Hoje completam-se vinte anos da única oportunidade que eu tive de assistir ao vivo minha banda favorita em todos os tempos, os americanos dos Ramones. No dia 09 de novembro de 1994, os "irmãos" novaiorquinos se apresentaram em Porto Alegre na turnê chamada "Acid Chaos", ao lado dos grupos brasileiros Sepultura e Raimundos. Uma data que, mesmo passados tantos anos, ainda permanece viva na memória de quem esteve no Ginásio Gigantinho naquela noite mágica!

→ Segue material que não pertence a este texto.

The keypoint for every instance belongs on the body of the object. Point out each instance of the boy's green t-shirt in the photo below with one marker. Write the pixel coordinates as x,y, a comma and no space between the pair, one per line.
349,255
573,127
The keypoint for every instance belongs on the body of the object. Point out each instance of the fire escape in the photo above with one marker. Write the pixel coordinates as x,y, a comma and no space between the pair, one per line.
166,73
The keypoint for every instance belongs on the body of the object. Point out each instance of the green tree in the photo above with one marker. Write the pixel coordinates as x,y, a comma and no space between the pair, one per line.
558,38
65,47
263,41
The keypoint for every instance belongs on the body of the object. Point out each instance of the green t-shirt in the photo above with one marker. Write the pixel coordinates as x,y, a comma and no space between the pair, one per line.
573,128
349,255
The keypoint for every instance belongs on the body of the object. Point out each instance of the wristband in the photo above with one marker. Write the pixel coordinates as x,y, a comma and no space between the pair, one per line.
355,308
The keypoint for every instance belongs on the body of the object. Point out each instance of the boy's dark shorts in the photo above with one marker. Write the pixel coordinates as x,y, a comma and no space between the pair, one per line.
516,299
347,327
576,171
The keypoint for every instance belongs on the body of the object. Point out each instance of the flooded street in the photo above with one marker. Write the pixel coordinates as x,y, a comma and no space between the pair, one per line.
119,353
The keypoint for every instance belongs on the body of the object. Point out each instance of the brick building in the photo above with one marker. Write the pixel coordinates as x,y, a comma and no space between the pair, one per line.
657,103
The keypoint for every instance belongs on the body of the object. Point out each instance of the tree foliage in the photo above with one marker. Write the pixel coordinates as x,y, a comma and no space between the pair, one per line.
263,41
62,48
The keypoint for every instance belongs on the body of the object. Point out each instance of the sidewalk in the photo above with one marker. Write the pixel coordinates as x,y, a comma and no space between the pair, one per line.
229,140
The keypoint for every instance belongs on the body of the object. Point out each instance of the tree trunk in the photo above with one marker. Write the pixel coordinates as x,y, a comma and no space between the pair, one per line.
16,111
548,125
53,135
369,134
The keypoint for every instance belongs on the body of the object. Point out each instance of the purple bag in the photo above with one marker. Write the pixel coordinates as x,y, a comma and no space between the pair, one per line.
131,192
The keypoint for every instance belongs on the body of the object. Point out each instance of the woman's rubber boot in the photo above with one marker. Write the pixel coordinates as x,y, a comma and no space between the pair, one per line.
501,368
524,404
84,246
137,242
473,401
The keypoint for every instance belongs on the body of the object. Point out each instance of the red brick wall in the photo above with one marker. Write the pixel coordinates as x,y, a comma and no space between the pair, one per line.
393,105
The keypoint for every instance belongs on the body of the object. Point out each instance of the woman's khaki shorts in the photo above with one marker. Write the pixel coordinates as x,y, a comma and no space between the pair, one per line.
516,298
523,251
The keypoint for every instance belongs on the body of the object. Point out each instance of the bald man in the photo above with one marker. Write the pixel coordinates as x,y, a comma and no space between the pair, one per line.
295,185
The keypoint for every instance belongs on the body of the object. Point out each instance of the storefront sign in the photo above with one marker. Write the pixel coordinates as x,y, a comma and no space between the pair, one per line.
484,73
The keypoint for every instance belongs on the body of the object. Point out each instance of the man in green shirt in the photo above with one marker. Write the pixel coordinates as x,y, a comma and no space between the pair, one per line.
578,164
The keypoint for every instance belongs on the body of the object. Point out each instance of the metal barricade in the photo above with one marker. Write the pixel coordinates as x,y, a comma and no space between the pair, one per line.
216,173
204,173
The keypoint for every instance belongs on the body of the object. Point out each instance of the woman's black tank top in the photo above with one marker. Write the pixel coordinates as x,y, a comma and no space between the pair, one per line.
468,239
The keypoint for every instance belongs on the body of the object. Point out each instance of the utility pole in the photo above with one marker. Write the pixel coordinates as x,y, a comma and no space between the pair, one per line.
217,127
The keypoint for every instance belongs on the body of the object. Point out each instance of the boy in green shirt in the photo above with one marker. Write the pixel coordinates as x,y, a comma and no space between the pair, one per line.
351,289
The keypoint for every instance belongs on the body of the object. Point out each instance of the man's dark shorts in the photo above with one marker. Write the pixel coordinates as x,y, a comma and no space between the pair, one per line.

Anúncio do show nos jornais

Na época, eu era (ou tentava ser) cantor em uma banda amadora da cidade de Esteio, na região metropolitana da capital gaúcha. Depois de alguns finais de semana tocando pelos barzinhos da região, um dos meus colegas de grupo reuniu a grana que havíamos juntado e se dirigiu a Porto Alegre para comprar os ingressos alguns dias antes da data marcada para o show dos Ramones, banda da qual eu e meus amigos éramos fãs incondicionais. Ele escolheu comprar os ingressos para as cadeiras numeradas (por caríssimos, à época, vinte e cinco reais, contra vinte do valor para arquibancadas e pista), de onde teríamos uma melhor visão do show, segundo seu pensamento, algo que realmente veio a se confirmar, embora na época eu tenha ficado bastante chateado de estar tão longe do palco, e sentado, ainda por cima. Sei que os dias que antecederam aquela quarta feira foram de muita expectativa, ainda mais que seria o meu primeiro show envolvendo uma banda internacional (e apenas o quarto de uma banda "grande"). Na época, eu não tinha muita ideia da capacidade de público do Gigantinho (em torno de dezoito mil pessoas), mas lembro que fiquei chocado ao constatar que havia naquela noite menos pessoas do que no show da Legião Urbana que eu havia assistido alguns meses antes (segundo o jornal Zero Hora, oito mil espectadores assistiram ao concerto naquele novembro). Afinal, como era possível que os Ramones não lotassem o local, se a Legião havia feito isto?


Ingressos do show

A abertura da noite ficou a cargo dos Raimundos. Com a "clássica" formação de Rodolfo (vocais), Digão (guitarra), Canisso (baixo) e Fred (bateria), os brasilienses haviam lançado seu disco de estreia pouco tempo antes, e estavam "com todo o gás" na data em questão. Confesso que lembro muito pouco do show, exceto que curti bastante todas as músicas tocadas, as quais eu já conhecia de cor, visto que o álbum dos brasilienses já fazia parte da minha coleção há algumas semanas. Não sei ao certo o que tocaram (com certeza, nos trinta minutos a que tiveram direito - segundo a matéria da Zero Hora citada antes - rolaram "Puteiro Em João Pessoa" e "Nêga Jurema", as primeiras canções de destaque do disco), mas lembro que o ginásio ainda estava bem vazio ao longo da apresentação do quarteto.

Cartaz de divulgação

Algo que mudaria radicalmente pouco antes do Sepultura entrar em cena. A pista ficou tomada por milhares de metalheads vindos sei lá de onde para curtir o som dos mineiros, que estavam em turnê de lançamento de Chaos AD, ainda hoje o meu disco favorito dos caras. Foi a única vez que tive a chance de ver o grupo com Max Cavalera nos vocais, ao lado de seu irmão Igor na bateria, de Andreas Kisser nas guitarras e de Paulo Jr. no baixo, e os caras não decepcionaram, despejando porrada após porrada (vinte, segundo o  texto do jornal) com sangue nos olhos. Também não lembro direito o que rolou (a Zero Hora fala em "Inner Self", "Polícia" e "Orgasmatron", além de uma participação dos Raimundos em "Kaiowas"), mas sei que conhecia tudo, e, em "Desperate Cry", minha preferida em sua longa discografia, quase entrei em êxtase! Assisti ao grupo várias vezes depois disso, já com Derrick nos vocais (e pelo uma vez já sem Igor), e o impacto que o Sepultura me causou nunca foi nem perto do que aconteceu daquela primeira vez, vinte anos atrás!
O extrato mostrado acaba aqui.